This year we asked this question: Do Architects have a duty to anyone but their client?
[AJ WRITING PRIZE] Introduction
I should start by stating my own position on the question and why the team at Berman Guedes Stretton Architects thinks the question merits consideration. Building is an act that, self-evidently, has physical and environmental impact, but it also has significant social and political impact. Albert Speer and similar propagandists have long appreciated that buildings can control the human spirit - but also, as Aldo van Eyck put it optimistically and so succinctly: ‘Architecture can assist man’s homecoming.’
Every act of design should be made in the knowledge of this fact - and, hopefully, aim to achieve van Eyck’s vision. But, in the daily struggle to survive as an architect and to build, the duty that architects owe to the wellbeing of their public is all too easily forgotten. While almost all of the 82 submissions accepted that architects do indeed have duties beyond their client, few discussed this wider constituency: most focused on the client-architect relationship.

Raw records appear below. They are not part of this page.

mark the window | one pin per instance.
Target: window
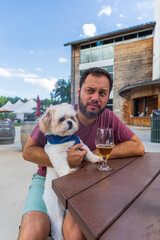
(145, 33)
(143, 107)
(85, 56)
(130, 36)
(96, 54)
(108, 52)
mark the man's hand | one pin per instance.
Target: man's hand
(76, 155)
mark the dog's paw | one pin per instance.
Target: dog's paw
(96, 159)
(72, 170)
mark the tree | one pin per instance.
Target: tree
(62, 92)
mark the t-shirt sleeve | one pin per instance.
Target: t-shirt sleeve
(121, 131)
(38, 136)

Each of the four judges came to the meeting with their own shortlist of possible winners and, interestingly, we had all independently applied similar criteria in making our selections. This made agreeing a long list of 16 essays quite easy. We had all decided that an essential initial criterion was whether, after reading the first few sentences, a piece contained sufficient interest to make us want to read further, and so we had all rejected the many essays that read like answers to an exam question on the RIBA Code of Conduct, or which plodded through a definition of terms. We had also rejected pieces that used poor language: what we were seeking in addition to engaging content and interesting ideas was their expression in fluent, clear and descriptive language. A number of pieces were well written and had an interesting focus on the work of one architect, but none of these managed to move the discussion from the particular to the general and thereby illuminate the conundrum that the question poses.

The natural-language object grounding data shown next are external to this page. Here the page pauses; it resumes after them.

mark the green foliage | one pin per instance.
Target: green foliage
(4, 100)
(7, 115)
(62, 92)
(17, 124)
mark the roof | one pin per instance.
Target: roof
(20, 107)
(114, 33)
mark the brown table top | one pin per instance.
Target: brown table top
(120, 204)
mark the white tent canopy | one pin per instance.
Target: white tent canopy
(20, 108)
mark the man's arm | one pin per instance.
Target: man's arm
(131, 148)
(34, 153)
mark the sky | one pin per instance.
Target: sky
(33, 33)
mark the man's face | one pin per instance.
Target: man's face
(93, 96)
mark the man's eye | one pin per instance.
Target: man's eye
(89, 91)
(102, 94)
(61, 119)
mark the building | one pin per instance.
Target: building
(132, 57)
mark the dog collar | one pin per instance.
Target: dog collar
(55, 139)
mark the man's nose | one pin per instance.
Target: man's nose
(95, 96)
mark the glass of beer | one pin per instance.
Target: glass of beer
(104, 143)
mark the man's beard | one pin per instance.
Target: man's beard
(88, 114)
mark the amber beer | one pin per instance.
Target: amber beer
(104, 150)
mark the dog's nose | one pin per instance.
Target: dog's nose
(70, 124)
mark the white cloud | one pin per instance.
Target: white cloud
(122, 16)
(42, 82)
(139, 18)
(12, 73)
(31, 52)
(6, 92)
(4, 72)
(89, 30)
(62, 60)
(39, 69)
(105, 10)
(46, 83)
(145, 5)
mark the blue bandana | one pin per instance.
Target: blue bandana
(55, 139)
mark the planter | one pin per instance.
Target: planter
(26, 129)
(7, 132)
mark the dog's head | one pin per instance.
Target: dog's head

By applying these criteria more rigorously to the long list in a second round of readings, a small number of potential winners was identified. At this point our meeting became more lively: one of the judges announced he would resign if we others proposed as a possible winner any piece that took the position which he found unacceptable in many of the essays: the idea that the client is the enemy. Many of the submissions took it as axiomatic that clients and architects will be in opposition - the architect as holder of the moral high ground doing battle with a Mr Bad Guy whose interest is narrowly limited to financial gain.
This idea is clearly nonsensical: throughout history the best buildings have had their genesis in a coincidence of aspiration between architect and client. It was sad, therefore, to read so many pieces which framed the architect’s task as a battle with the client, although a few did adopt the valid position that the architect has a duty to educate his or her client to expect more than they may have initially required. In light of the prevalence of this attitude, it was easy to warm to an entry that was positive about the client-architect relationship: this described an interesting example of how a priest and his architect worked with one vision for the wider community. This piece engaged our interest from the start; it is clearly and eloquently written, and manages to move from the specific and unusual instance described to illuminate the general issues about an architect’s wider duties.

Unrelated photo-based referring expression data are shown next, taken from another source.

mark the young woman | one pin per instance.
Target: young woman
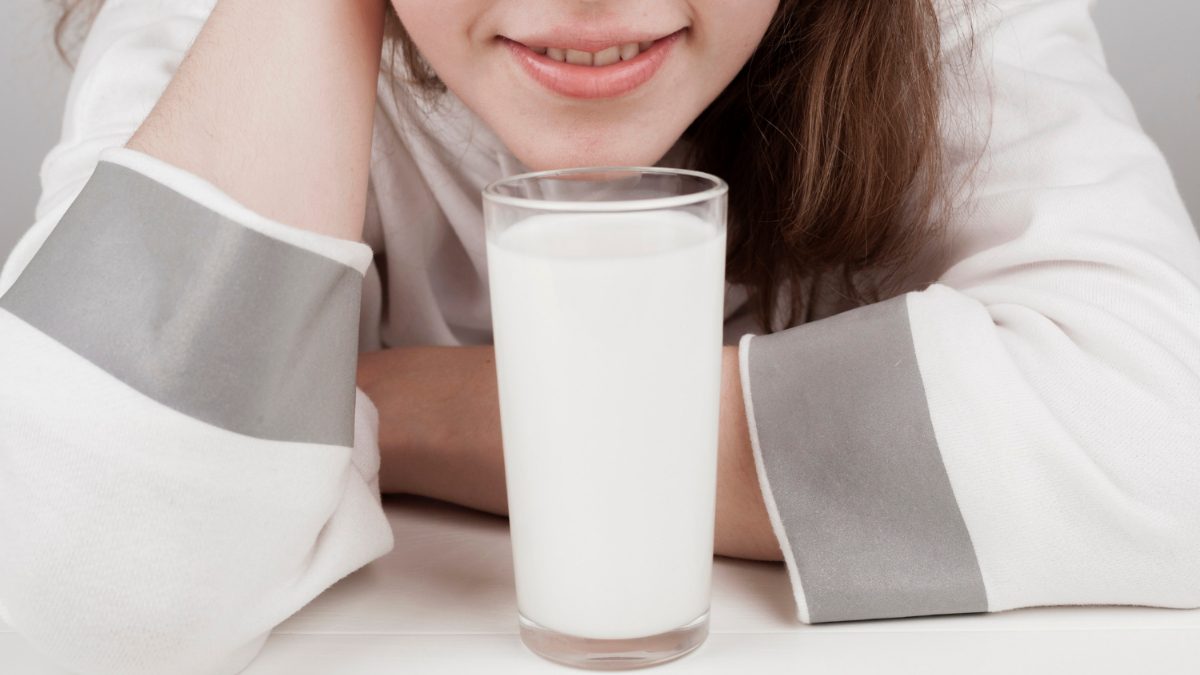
(976, 383)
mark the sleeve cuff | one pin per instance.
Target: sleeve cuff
(177, 290)
(851, 471)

Alan Berman is co-director of Berman Guedes Stretton and the author of several books on design and sustainability
The winning entry was very well constructed and combined readability and good journalism that made you want to read more. There were some very well made points which other pieces touched on, but which this piece discussed in a very concise way. The winner was also constructive about the potential of the collaboration between the client and the architect. I got the impression this was something he had actually seen and experienced.
Everybody raised in their essays issues of community, sustainability, longevity, the fact that everybody has a duty to the urban context. All of those things are correct. There was a slight arrogance in the idea that only the architect is capable of understanding and delivering those aspects and that’s worrying. I like the message of the winner’s entry - an architect pulling people away from where they thought they were going and getting the trust of community, planners, everybody who goes along with it.
What strikes me about the winner and the runner-up is that they are both written in the first person, and they are both about an experience. One is very much a narrative, involving arguments with other architects; the other is a short account of a meeting with a client. But they are both about an experience, and this is what makes them winners.